Woohoo!! You go, time travelers. Stop in, we’ll have coffee and chat.
Big assist to William Gibson for this article found at Is The Large Hadron Collider Being Sabotaged from the Future? – Large hardron collider – io9.
What if all the Large Hadron Collider’s recent woes are more than bad luck and technical problems?
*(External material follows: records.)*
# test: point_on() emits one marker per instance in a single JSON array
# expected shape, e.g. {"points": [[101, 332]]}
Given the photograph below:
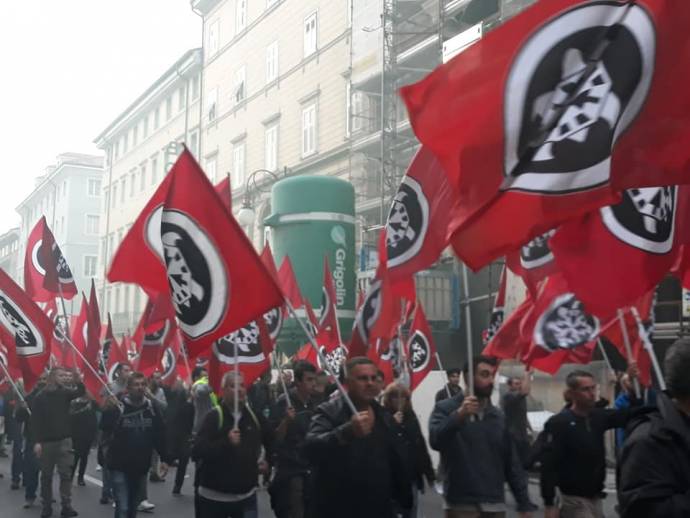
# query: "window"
{"points": [[195, 88], [240, 15], [310, 34], [194, 143], [238, 163], [271, 147], [211, 165], [182, 98], [212, 104], [213, 37], [309, 130], [142, 177], [272, 62], [90, 262], [240, 86], [93, 186], [154, 170], [92, 224]]}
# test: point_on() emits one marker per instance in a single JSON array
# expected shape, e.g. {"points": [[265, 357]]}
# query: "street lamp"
{"points": [[246, 214]]}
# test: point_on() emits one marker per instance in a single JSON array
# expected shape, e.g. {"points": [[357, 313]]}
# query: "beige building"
{"points": [[141, 145]]}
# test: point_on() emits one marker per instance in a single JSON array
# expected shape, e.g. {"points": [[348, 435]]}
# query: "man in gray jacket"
{"points": [[478, 454]]}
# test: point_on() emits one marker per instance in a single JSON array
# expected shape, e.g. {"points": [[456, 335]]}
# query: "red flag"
{"points": [[288, 283], [420, 349], [418, 220], [533, 262], [615, 255], [44, 259], [552, 113], [139, 258], [217, 281], [560, 328], [224, 191], [328, 319], [498, 311], [28, 330], [253, 346], [510, 342]]}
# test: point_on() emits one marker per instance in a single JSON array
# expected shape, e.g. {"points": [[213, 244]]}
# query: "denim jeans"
{"points": [[31, 471], [126, 492], [246, 508]]}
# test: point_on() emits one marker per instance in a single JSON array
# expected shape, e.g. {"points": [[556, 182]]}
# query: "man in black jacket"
{"points": [[358, 458], [52, 437], [478, 454], [132, 429], [290, 487], [228, 453], [574, 455], [654, 470]]}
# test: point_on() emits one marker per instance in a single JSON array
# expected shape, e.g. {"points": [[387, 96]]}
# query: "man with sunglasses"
{"points": [[358, 458], [574, 456]]}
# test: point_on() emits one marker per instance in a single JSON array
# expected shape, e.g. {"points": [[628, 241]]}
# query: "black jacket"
{"points": [[360, 477], [130, 436], [226, 468], [574, 456], [654, 468], [478, 456], [50, 413]]}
Two noted physicists speculate that the future may be pushing back on the LHC to avert the disaster of observing the Higgs boson.
The quest to observe the Higgs boson has certainly been plagued by its share of troubles, from the cancellation of the Superconducting Supercollider in 1993 to the Large Hadron Collider’s streak of technical troubles. In fact, the projects have suffered such bad luck that Holger Bech Nielsen of the Niels Bohr Institute in Copenhagen and Masao Ninomiya of the Yukawa Institute for Theoretical Physics in Kyoto wonder if it isn’t bad luck at all, but future influences rippling back to sabotage them. In papers like “Test of Effect From Future in Large Hadron Collider: a Proposal” and “Search for Future Influence From LHC,” they put forth the notion that observing the Higgs boson would be such an abhorrent event that the future is actually trying to prevent it from happening.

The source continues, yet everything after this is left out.